Systematic review of pathologic markers in skin ischemia with and without reperfusion injury in microsurgical reconstruction: Biomarker alterations precede histological structure changes.

Autor: Khalaf R; Department of Plastic Surgery, Cleveland Clinic, Cleveland, Ohio, USA., Duarte Bateman D; Department of Plastic Surgery, Cleveland Clinic, Cleveland, Ohio, USA., Reyes J; Department of Plastic Surgery, Cleveland Clinic, Cleveland, Ohio, USA., Najafali D; Department of Plastic Surgery, Cleveland Clinic, Cleveland, Ohio, USA., Rampazzo A; Department of Plastic Surgery, Cleveland Clinic, Cleveland, Ohio, USA., Bassiri Gharb B; Department of Plastic Surgery, Cleveland Clinic, Cleveland, Ohio, USA.
Jazyk: angličtina
Zdroj: Microsurgery [Microsurgery] 2024 Feb; Vol. 44 (2), pp. e31141.
DOI: 10.1002/micr.31141
Abstrakt: Background: Ischemia and ischemia-reperfusion injury contribute to partial or complete flap necrosis. Traditionally, skin histology has been used to evaluate morphological and structural changes, however histology does not detect early changes. We hypothesize that morphological and structural skin changes in response to ischemia and IRI occur late, and modification of gene and protein expression are the earliest changes in ischemia and IRI.
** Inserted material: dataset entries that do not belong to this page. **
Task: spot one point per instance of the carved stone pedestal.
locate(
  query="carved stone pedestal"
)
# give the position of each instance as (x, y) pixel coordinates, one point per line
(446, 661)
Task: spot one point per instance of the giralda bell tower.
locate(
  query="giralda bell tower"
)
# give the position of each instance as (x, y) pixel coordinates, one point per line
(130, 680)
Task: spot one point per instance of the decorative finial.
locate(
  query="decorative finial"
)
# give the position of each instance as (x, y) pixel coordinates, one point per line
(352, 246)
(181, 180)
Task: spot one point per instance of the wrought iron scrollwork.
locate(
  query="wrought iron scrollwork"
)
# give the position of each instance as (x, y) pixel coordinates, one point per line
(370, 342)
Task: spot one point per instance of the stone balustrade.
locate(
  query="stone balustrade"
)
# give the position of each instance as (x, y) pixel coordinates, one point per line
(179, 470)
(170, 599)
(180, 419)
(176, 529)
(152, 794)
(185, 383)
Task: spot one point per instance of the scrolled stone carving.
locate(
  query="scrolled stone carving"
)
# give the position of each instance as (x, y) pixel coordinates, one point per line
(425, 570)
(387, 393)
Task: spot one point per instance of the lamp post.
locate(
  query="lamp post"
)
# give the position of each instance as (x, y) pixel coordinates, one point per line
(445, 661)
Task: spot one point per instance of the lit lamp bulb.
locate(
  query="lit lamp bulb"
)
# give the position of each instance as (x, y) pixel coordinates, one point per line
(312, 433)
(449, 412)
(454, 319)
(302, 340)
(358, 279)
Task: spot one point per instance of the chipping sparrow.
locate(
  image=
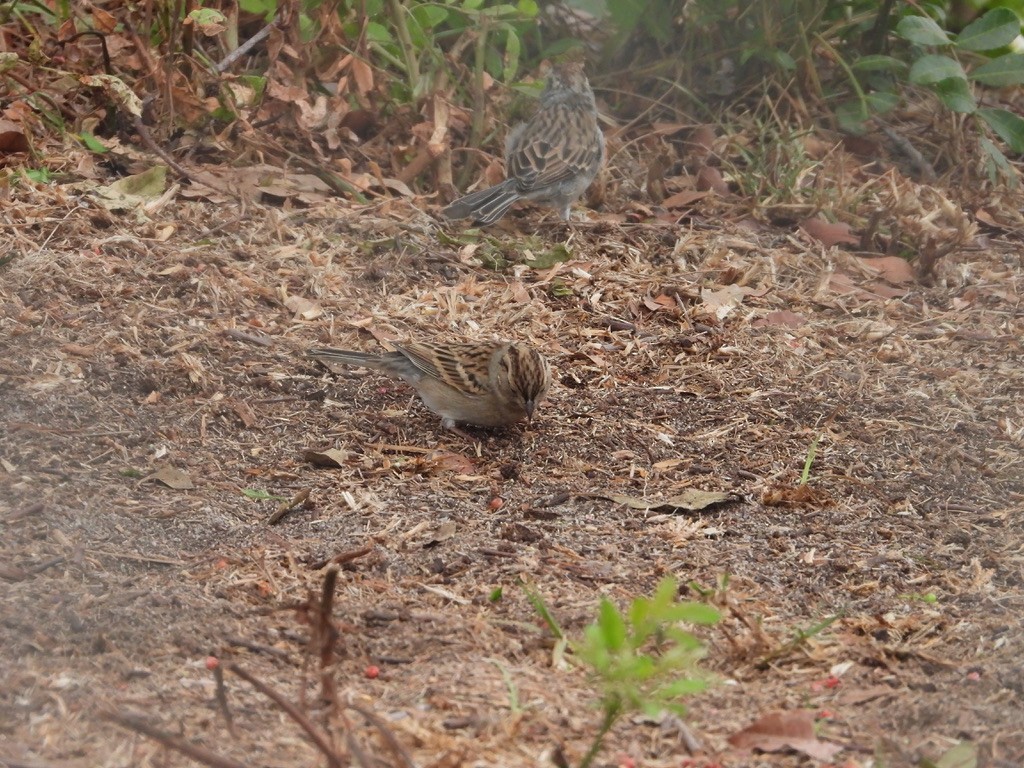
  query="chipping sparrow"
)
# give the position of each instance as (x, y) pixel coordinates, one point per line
(485, 384)
(551, 159)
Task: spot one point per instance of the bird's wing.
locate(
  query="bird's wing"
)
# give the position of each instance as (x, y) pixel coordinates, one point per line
(559, 143)
(462, 367)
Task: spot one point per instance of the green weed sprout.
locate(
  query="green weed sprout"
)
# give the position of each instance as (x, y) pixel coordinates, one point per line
(641, 659)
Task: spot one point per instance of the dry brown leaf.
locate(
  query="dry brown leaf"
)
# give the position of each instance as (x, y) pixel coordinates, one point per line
(778, 496)
(102, 22)
(783, 317)
(244, 412)
(11, 138)
(446, 461)
(691, 500)
(827, 233)
(683, 199)
(171, 477)
(784, 730)
(710, 177)
(720, 303)
(303, 308)
(364, 76)
(891, 268)
(332, 458)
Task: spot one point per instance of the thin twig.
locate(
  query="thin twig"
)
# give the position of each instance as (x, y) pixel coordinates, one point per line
(317, 738)
(327, 636)
(227, 61)
(199, 754)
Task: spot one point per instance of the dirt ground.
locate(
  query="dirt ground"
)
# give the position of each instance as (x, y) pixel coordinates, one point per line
(692, 355)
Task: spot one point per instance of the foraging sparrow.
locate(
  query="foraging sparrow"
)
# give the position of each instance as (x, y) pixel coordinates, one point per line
(551, 159)
(485, 384)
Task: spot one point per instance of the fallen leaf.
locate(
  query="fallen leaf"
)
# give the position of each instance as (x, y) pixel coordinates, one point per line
(444, 531)
(827, 233)
(784, 730)
(722, 302)
(171, 477)
(332, 458)
(964, 755)
(446, 461)
(683, 199)
(244, 412)
(303, 308)
(710, 177)
(11, 138)
(890, 268)
(782, 317)
(691, 500)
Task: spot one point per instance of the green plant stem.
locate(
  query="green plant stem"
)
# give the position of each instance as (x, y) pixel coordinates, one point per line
(479, 99)
(397, 12)
(611, 712)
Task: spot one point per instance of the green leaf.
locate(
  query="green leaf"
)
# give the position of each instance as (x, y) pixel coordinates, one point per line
(511, 54)
(996, 164)
(852, 115)
(1008, 126)
(882, 101)
(611, 625)
(378, 33)
(548, 259)
(879, 64)
(1008, 70)
(429, 16)
(997, 28)
(527, 8)
(92, 143)
(933, 69)
(923, 31)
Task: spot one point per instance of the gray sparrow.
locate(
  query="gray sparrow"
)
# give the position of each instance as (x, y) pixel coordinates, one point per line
(551, 159)
(486, 384)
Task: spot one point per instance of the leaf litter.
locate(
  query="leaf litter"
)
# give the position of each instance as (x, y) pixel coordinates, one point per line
(697, 350)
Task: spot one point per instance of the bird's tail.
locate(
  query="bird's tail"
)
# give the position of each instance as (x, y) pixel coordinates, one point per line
(484, 206)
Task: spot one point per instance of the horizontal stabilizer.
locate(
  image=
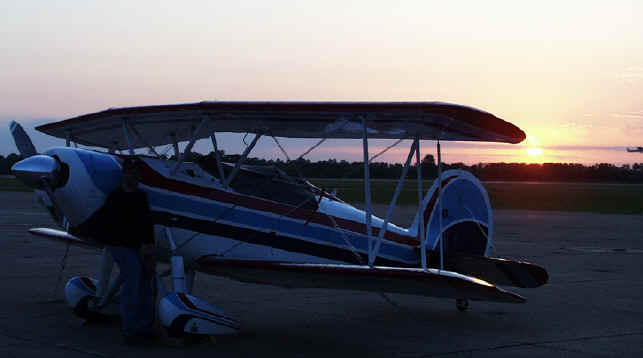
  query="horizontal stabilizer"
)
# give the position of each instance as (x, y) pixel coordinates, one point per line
(499, 271)
(22, 140)
(64, 236)
(412, 281)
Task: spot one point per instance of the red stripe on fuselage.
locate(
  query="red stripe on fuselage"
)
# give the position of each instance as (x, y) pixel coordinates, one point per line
(429, 208)
(152, 178)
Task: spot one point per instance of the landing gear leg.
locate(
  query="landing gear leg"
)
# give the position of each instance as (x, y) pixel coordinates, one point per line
(462, 304)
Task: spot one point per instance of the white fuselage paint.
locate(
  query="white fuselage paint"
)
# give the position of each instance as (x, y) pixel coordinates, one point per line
(92, 176)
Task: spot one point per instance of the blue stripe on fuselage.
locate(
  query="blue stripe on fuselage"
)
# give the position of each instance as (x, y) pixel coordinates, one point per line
(217, 212)
(102, 168)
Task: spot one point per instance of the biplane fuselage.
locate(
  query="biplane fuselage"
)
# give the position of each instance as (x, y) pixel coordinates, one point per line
(208, 219)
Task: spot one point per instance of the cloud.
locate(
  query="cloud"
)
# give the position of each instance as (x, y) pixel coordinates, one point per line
(632, 74)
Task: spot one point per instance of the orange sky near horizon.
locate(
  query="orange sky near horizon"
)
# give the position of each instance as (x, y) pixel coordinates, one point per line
(570, 74)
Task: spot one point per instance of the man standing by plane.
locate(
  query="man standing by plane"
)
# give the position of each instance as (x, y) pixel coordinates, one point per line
(129, 233)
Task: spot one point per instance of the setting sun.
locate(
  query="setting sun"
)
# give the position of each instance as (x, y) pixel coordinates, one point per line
(534, 152)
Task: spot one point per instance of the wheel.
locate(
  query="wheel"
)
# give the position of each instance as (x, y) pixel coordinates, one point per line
(462, 304)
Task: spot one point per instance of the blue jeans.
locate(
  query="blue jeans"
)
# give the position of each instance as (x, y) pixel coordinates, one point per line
(137, 293)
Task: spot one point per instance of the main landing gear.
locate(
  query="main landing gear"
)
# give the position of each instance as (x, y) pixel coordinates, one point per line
(182, 315)
(462, 304)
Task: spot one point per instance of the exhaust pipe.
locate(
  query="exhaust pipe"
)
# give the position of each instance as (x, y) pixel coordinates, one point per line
(38, 171)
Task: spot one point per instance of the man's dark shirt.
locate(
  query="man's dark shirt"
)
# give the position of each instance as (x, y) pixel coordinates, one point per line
(124, 220)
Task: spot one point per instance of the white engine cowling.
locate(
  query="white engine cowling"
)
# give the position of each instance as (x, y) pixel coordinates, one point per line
(183, 313)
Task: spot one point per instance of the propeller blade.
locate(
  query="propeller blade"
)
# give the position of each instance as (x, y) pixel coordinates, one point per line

Methods: A systematic review was performed in accordance with PRISMA guidelines. Studies reporting skin histology or gene/protein expression changes following ischemia with or without reperfusion injury published between 2002 and 2022 were included. The primary outcomes were descriptive and semi-quantitative histological structural changes, leukocyte infiltration, edema, vessel density; secondary outcomes were quantitative gene and protein expression intensity (PCR and western blot). Model type, experimental intervention, ischemia method and duration, reperfusion duration, biopsy location and time point were collected.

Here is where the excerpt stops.